Enfin, Domi a contribué à mettre fin à la longue association entre le Canadien et le vétéran Tomas Plekanec, quatre mois après que ce dernier eut signé un pacte d’une saison.

Avec des joueurs comme Domi, Danault et Kotkaniemi, qui apportent des dimensions différentes et complémentaires, et avec l’arrivée imminente de Ryan Poehling et de Nick Suzuki - possiblement dès l’automne prochain - le Canadien sera enfin assez bien nanti à la position de joueur de centre.

Peut-être même trop, compte tenu du jeune âge de tous ces joueurs.

Une défensive à un flanc

Si la situation au poste de centre est ce que l’on peut appeler un beau problème. Bien plus agréable que celui qui perdure du côté gauche de la brigade défensive.

Pendant que Weber et Petry apportent qualité et stabilité à droite, on assiste encore au jeu de chaises musicales à gauche.

Entre octobre et décembre, des défenseurs comme Karl Alzner, Victor Mete et Xavier Ouellet n’ont pas réussi à s’imposer, au point où ils ont tous dû passer par le Rocket de Laval.

David Schlemko n’a joué qu’un match avec Weber et a même été laissé de côté en quelques occasions au cours des récentes semaines. Il y a Mike Reilly, si solide pendant le camp d’entraînement, mais qui, lui aussi, a été confiné à la passerelle lors de quelques matchs à la suite de prestations moins convaincantes.

Pendant sept ou huit matchs au début de décembre, on a cru que Brett Kulak pourrait s’avérer une solution auprès de Weber. Là encore, l’expérience ne semble pas avoir été concluante et Kulak est passé directement du tandem numéro 1 à la galerie de presse.

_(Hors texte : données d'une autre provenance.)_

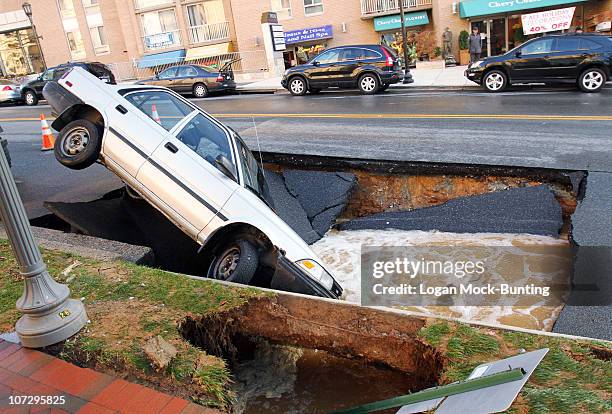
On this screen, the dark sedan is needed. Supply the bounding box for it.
[465,33,612,92]
[138,64,236,98]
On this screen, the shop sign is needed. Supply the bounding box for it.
[285,24,334,45]
[459,0,588,17]
[374,11,429,32]
[521,7,576,35]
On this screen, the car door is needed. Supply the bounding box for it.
[103,90,194,177]
[172,66,198,92]
[548,36,584,79]
[305,49,340,87]
[137,111,238,239]
[510,37,555,81]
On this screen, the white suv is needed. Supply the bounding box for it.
[43,68,342,298]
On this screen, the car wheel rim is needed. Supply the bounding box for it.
[291,79,304,93]
[214,247,240,280]
[582,71,603,90]
[486,73,504,91]
[196,85,206,96]
[61,128,89,157]
[361,76,376,92]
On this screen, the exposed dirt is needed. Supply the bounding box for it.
[180,296,444,388]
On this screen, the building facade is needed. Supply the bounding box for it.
[0,0,612,79]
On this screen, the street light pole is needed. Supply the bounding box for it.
[21,2,47,71]
[0,138,87,348]
[397,0,414,84]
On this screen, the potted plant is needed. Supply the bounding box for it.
[459,30,470,65]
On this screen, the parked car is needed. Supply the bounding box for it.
[465,33,612,92]
[281,45,403,96]
[21,62,115,106]
[44,67,342,298]
[0,79,21,103]
[138,62,236,98]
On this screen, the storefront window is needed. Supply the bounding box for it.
[304,0,323,16]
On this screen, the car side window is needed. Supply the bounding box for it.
[176,114,233,170]
[314,49,340,63]
[176,66,197,78]
[580,39,603,50]
[555,37,580,52]
[125,91,195,131]
[521,38,555,55]
[159,68,176,79]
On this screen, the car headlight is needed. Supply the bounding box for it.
[295,259,334,289]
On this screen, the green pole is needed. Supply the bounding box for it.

Quant à Jordie Benn, il n’est rien de mieux qu’un 6e défenseur.

Weber est revenu au jeu le 27 novembre et sa présence sur le banc, sur la patinoire et dans le vestiaire fait du Canadien une équipe complètement différente. Son leadership est indéniable, et même s’il ne rajeunit pas, il demeure un défenseur bien au-delà de la moyenne.

Mais Weber ne règle pas les problèmes qui se situent à sa gauche. Ce sera là la prochaine mission de Marc Bergevin.